Het interessante idee dat de overweldigende toename van het aantal gevallen van de Siberische Taling in Nederland en de rest van West-Europa te verklaren is of zou zijn door de toename van de populatie in Oost-Siberië, leek eerst te worden bevestigd, door een waarneming in Hooge Zwaluwe vanaf 9 april, als ontkend, toen de vogel geringd bleek te zijn. Ook de vogel van Zevenhoven werd nog met enige regelmaat gezien, op 9 april en van 20 tot 27 april. Op 24 april werd in de Noordwaard in de Brabantse Biesbosch - hemelsbreed ongeveer 10 km van Hooge Zwaluwe - ook een exemplaar gezien van onduidelijke afkomst. Dat zou de vogel van de Hooge Zwaluwe kunnen zijn geweest, maar dat is niet gezegd.Op 20 en 21 april werd een Amerikaanse Smient, of een sterk gelijkende hybride, gezien op de Ackerdijkse Plassen.

Andere watervogels en trappen en zo

Een geringde 2e kj Europese Flamingo die de hele maand samen met een 2e kj Chileense Flamingo aanwezig was op de Marker Wadden bleek te zijn geringd in het Zwillbrocker Venn in Duitsland. Niets ten nadele van Duitsland, maar of de vogel nu wild was, lijkt daarmee niet aangetoond.De eerste dag in het voorjaar met een flinke oostenwind trok zoals gebruikelijk weer een aantal liefhebbers naar de trektelpost op Breskens. 12 april was een geweldige dag, zie bijvoorbeeld verderop bij de Steppekiekendief, en een rustig langsvliegende Alpengierzwaluw was een hoogtepunt.
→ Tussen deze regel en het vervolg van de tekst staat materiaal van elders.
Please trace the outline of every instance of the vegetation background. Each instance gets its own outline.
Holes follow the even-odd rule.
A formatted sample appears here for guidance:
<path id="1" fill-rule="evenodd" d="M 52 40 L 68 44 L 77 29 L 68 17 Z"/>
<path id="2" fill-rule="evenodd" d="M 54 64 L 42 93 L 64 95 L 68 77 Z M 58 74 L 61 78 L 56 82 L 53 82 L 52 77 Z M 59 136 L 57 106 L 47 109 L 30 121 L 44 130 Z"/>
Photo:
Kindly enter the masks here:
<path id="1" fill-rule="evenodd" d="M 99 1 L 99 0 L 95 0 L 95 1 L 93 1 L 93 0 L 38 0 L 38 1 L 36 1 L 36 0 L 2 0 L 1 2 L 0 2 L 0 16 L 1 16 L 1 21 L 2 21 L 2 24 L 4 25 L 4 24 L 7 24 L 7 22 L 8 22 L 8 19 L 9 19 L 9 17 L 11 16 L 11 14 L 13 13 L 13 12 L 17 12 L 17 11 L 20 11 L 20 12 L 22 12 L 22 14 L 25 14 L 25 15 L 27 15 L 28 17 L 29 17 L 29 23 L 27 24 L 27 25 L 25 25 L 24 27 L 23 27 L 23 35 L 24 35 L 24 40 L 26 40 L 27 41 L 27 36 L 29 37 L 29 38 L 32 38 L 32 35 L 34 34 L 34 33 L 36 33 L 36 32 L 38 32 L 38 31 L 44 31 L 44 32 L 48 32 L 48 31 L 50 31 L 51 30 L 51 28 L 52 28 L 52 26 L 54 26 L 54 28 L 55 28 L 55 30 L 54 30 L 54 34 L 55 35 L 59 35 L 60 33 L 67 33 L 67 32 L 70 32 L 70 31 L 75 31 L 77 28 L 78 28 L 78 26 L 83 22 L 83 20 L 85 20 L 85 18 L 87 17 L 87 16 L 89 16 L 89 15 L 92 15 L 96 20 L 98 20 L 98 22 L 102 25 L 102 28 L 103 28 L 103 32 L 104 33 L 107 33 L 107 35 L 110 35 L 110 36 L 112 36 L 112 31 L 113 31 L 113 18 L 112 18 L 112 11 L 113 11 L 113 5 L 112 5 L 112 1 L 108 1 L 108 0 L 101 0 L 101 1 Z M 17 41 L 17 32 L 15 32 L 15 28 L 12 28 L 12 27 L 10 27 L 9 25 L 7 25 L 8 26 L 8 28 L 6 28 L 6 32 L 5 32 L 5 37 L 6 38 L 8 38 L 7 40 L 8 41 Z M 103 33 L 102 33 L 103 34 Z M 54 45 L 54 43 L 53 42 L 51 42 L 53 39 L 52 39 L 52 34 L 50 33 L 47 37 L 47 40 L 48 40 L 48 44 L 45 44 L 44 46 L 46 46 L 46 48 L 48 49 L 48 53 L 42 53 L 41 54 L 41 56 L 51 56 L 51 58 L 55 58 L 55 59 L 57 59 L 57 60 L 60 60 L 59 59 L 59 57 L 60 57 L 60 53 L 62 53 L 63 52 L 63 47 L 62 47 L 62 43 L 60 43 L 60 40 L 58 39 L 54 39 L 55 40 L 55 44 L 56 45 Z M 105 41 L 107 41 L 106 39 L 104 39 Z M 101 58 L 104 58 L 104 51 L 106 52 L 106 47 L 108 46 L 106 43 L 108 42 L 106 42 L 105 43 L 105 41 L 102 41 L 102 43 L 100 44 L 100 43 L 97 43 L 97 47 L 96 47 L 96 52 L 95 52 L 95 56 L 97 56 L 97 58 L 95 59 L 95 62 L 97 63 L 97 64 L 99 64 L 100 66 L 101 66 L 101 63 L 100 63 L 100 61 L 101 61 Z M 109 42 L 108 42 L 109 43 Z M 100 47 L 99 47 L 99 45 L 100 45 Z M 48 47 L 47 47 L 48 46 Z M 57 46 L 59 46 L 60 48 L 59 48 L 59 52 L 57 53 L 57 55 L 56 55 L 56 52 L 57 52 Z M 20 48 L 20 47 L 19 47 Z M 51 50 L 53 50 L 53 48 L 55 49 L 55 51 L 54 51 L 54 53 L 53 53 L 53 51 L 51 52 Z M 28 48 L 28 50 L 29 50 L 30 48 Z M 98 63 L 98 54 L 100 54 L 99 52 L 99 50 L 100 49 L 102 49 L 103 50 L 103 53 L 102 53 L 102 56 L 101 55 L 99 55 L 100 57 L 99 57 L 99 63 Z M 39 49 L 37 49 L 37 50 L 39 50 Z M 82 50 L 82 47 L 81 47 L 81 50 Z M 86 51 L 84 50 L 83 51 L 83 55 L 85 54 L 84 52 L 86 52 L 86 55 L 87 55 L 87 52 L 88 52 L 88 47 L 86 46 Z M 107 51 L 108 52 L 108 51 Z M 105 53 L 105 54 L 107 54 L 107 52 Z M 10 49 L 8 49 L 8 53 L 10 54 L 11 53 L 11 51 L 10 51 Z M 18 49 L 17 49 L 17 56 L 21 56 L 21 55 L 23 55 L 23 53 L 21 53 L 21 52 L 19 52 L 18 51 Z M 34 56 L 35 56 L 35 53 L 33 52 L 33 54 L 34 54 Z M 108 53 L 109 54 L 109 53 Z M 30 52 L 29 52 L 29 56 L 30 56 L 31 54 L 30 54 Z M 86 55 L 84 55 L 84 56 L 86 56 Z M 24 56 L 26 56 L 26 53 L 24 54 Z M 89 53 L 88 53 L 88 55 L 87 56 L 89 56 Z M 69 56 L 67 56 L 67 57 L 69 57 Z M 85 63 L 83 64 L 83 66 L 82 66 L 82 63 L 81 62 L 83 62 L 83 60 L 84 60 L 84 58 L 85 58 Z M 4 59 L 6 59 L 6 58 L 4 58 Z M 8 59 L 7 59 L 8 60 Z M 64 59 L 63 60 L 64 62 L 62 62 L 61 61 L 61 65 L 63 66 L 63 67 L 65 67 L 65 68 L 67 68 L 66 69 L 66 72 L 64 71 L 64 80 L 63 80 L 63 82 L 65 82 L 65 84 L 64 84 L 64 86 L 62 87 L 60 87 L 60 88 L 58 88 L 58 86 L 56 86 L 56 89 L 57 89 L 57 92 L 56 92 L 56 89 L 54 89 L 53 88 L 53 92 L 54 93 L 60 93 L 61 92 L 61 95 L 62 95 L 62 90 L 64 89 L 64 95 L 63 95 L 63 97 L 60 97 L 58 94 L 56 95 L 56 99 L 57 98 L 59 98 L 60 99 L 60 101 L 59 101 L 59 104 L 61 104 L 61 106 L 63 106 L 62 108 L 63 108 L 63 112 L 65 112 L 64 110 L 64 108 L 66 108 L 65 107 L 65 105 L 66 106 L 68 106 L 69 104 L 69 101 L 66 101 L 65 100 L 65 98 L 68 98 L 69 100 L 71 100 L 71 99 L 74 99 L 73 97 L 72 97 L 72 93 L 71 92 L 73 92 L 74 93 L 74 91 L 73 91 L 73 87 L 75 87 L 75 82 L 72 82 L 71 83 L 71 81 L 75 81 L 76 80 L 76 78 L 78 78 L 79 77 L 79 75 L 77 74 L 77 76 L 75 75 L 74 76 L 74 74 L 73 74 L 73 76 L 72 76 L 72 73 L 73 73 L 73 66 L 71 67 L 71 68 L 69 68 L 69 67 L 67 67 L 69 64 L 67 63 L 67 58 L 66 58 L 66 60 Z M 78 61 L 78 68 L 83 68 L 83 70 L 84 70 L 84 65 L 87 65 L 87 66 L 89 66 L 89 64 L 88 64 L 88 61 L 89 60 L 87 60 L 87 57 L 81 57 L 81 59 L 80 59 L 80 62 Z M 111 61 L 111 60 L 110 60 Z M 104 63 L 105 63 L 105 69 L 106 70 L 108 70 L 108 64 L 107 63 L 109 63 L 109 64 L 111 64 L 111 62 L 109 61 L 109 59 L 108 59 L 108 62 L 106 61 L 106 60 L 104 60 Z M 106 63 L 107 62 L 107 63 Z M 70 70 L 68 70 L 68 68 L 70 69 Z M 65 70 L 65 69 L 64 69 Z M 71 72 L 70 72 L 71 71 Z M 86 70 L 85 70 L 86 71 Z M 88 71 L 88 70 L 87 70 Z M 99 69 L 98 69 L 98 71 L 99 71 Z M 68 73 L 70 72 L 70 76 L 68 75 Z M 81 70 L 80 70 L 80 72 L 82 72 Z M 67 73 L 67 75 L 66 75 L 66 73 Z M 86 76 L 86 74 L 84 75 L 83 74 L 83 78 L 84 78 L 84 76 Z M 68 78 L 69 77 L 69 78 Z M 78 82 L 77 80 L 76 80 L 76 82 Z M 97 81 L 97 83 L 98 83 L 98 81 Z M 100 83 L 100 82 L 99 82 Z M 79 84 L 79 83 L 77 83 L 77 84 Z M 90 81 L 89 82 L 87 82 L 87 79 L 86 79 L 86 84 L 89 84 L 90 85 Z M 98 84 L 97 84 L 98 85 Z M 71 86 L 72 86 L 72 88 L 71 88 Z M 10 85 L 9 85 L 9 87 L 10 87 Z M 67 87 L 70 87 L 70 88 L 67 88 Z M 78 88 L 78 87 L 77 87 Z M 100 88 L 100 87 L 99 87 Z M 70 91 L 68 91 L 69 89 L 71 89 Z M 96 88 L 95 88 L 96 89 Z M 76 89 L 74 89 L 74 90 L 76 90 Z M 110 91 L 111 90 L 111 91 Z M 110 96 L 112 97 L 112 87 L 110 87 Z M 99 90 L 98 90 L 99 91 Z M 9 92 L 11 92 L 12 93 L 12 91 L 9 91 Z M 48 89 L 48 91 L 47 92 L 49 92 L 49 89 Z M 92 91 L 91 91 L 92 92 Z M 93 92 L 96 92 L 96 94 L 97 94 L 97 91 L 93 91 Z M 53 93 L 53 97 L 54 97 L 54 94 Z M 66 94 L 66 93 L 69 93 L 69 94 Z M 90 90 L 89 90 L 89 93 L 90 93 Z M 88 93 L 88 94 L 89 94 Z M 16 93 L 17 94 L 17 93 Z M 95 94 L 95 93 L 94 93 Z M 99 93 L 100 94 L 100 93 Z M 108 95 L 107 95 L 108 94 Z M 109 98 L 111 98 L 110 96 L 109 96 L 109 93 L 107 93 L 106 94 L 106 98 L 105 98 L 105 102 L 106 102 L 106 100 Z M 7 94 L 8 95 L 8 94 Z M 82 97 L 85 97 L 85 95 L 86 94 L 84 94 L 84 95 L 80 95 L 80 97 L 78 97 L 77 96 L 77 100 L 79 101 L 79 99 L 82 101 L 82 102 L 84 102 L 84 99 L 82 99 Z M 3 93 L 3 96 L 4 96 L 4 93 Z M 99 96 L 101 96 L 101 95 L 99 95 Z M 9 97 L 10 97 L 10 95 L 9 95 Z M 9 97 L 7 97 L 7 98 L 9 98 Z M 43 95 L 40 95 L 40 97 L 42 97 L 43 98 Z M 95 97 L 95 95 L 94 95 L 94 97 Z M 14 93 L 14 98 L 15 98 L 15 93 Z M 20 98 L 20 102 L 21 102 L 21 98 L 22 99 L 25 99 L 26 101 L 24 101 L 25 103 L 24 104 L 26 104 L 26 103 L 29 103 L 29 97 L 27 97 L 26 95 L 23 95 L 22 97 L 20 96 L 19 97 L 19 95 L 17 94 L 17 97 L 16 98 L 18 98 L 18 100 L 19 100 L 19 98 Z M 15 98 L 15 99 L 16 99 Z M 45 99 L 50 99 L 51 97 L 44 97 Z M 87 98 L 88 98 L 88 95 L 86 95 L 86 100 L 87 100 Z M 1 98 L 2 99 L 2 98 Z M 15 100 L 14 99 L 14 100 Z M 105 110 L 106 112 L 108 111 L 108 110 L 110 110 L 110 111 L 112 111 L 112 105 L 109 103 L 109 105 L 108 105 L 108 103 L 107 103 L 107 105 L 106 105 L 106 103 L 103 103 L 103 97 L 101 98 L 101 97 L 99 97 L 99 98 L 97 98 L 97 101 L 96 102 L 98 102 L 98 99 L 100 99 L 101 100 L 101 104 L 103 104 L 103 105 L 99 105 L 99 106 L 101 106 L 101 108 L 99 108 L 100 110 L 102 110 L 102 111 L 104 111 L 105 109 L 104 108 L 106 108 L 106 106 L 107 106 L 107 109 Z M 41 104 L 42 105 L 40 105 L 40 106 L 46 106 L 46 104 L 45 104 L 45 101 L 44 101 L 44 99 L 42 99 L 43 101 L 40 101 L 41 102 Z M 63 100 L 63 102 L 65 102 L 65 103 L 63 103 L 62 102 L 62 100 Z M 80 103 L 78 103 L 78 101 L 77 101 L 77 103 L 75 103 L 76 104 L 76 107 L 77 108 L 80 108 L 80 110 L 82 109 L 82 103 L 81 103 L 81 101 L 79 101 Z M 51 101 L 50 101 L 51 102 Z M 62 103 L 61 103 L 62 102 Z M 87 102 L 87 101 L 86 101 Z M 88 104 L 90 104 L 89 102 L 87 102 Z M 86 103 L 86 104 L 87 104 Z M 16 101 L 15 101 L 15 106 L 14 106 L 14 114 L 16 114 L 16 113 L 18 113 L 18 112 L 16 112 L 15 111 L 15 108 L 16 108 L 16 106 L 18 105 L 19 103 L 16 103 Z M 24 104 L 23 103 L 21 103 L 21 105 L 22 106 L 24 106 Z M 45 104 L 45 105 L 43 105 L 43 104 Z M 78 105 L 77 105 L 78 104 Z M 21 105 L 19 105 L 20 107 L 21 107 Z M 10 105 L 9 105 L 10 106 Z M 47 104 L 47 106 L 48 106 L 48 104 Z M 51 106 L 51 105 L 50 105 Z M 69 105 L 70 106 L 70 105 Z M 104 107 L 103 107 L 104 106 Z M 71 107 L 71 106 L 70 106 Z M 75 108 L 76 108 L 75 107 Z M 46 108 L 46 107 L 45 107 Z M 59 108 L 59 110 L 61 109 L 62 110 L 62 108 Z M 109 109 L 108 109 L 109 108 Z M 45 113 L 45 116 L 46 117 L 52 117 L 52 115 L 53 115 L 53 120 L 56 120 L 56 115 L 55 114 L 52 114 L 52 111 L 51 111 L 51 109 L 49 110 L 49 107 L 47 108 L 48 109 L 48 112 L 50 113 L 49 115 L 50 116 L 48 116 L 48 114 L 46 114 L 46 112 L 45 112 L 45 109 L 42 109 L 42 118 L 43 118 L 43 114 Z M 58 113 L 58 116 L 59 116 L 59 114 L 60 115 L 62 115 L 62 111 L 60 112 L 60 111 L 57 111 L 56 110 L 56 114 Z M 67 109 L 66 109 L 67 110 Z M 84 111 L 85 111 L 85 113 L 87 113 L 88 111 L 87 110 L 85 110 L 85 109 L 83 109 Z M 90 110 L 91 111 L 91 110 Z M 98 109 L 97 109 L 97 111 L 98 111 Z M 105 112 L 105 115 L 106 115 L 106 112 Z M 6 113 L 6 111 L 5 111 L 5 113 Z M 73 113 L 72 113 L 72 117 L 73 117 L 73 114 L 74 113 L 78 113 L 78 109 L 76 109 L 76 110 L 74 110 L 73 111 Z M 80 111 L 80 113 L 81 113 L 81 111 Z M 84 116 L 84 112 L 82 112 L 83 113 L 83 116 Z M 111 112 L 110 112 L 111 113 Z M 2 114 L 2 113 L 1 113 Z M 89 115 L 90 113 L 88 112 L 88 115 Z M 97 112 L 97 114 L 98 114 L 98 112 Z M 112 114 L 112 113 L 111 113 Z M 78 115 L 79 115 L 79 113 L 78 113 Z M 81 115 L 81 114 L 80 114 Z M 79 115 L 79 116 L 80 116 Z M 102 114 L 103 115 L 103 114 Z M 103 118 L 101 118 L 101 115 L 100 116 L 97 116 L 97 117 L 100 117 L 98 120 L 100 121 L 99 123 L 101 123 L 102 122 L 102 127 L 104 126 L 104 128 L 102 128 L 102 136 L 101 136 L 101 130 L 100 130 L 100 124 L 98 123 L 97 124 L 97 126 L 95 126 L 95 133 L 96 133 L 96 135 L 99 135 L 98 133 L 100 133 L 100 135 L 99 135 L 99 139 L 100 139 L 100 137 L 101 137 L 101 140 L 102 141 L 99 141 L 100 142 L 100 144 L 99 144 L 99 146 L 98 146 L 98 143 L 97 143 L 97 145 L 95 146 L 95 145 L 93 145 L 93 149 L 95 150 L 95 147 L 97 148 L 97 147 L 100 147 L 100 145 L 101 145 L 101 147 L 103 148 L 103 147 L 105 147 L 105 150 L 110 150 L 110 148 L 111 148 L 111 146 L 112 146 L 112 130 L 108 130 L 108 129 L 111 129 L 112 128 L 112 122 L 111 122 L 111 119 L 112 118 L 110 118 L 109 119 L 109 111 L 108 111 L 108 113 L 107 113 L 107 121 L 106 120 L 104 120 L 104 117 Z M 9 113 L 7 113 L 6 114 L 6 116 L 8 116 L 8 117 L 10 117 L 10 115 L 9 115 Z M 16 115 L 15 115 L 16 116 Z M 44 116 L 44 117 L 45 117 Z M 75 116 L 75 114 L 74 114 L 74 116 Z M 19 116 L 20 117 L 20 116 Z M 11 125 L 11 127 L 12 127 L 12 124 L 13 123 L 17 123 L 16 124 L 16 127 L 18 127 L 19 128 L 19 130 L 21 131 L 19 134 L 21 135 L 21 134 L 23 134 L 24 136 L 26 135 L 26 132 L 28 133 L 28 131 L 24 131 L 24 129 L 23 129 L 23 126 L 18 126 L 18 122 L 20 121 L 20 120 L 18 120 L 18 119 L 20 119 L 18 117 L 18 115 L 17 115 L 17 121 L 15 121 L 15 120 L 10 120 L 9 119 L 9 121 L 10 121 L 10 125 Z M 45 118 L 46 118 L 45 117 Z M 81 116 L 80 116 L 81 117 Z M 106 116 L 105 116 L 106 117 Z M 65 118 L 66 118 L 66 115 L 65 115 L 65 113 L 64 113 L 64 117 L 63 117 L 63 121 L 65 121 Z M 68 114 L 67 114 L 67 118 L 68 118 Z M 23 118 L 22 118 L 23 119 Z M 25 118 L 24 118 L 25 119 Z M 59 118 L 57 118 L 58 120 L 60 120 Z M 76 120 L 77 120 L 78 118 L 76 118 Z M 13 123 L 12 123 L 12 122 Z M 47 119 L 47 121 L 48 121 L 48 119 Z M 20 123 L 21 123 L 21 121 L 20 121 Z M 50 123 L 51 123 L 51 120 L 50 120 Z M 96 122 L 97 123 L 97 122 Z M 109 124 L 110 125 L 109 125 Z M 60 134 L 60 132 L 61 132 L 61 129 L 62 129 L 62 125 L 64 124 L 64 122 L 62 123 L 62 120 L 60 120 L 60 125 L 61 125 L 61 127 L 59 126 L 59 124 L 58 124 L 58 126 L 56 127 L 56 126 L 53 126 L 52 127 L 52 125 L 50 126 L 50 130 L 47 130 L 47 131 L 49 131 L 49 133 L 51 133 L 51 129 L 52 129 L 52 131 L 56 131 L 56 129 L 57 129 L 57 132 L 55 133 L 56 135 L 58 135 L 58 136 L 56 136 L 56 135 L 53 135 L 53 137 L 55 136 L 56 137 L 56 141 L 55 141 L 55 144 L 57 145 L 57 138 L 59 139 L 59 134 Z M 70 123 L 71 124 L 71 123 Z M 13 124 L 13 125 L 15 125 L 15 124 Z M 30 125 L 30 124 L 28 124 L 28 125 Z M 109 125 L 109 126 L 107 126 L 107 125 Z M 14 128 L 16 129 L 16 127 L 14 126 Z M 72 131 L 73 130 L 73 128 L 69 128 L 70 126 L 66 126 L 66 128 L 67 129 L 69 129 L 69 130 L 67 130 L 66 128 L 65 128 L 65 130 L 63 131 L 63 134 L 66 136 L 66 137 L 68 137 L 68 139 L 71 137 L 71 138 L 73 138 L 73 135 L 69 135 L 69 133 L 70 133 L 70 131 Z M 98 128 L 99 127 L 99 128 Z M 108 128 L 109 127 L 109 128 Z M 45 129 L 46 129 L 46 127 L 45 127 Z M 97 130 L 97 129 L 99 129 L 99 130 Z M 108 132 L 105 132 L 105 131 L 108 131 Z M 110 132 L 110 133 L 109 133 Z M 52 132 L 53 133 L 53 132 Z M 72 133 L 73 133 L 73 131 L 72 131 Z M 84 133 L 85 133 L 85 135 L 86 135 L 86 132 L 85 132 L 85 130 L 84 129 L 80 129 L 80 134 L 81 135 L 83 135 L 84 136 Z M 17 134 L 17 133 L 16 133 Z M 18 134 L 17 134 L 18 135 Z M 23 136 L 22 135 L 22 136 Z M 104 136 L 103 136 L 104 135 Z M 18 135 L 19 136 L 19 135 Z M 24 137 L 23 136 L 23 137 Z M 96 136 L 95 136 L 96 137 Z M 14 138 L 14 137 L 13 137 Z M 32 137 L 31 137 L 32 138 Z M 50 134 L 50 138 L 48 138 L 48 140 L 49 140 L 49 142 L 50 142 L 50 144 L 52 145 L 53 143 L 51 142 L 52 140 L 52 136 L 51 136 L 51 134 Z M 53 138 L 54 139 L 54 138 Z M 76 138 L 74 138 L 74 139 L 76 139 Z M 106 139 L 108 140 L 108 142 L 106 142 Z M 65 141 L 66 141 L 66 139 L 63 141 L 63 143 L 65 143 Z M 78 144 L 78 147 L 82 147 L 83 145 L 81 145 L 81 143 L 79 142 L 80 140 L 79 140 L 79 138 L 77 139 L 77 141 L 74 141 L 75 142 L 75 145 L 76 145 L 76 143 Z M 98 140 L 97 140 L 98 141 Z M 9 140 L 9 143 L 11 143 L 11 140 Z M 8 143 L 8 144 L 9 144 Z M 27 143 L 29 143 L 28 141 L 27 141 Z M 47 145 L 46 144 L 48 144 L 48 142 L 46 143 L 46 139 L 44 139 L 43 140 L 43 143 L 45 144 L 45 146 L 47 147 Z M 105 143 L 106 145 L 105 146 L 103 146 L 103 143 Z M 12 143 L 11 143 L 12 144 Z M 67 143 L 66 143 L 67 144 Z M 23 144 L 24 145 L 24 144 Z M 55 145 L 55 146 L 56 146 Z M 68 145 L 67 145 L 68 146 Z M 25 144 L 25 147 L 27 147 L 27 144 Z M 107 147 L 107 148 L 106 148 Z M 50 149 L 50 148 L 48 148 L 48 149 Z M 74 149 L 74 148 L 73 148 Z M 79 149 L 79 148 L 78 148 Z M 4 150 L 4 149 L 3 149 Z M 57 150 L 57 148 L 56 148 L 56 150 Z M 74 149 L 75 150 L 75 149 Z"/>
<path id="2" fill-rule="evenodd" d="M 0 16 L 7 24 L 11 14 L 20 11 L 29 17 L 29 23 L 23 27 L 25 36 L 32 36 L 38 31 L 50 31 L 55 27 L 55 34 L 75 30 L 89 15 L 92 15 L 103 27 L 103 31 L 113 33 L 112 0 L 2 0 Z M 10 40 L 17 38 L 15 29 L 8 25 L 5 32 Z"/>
Natuurlijk werd de vogel in de rest van Nederland niet meer teruggezien.Op 5 april werd een Klein Waterhoen ontdekt in Heiloo, die tot 18 april veel belangstelling wist te trekken, maar zich meestal maar matig liet zien. Op 9 april werd er nog een ontdekt, in het Quackjeswater in Voorne's Duin, en die liet zich veel beter fotograferen. Deze laatste vogel bleef jammer genoeg maar tot 10 april.

Klein Waterhoen Porzana parva, Quackjeswater, Voornes Duin (ZH), 10 april (Sebastiaan Koppelle)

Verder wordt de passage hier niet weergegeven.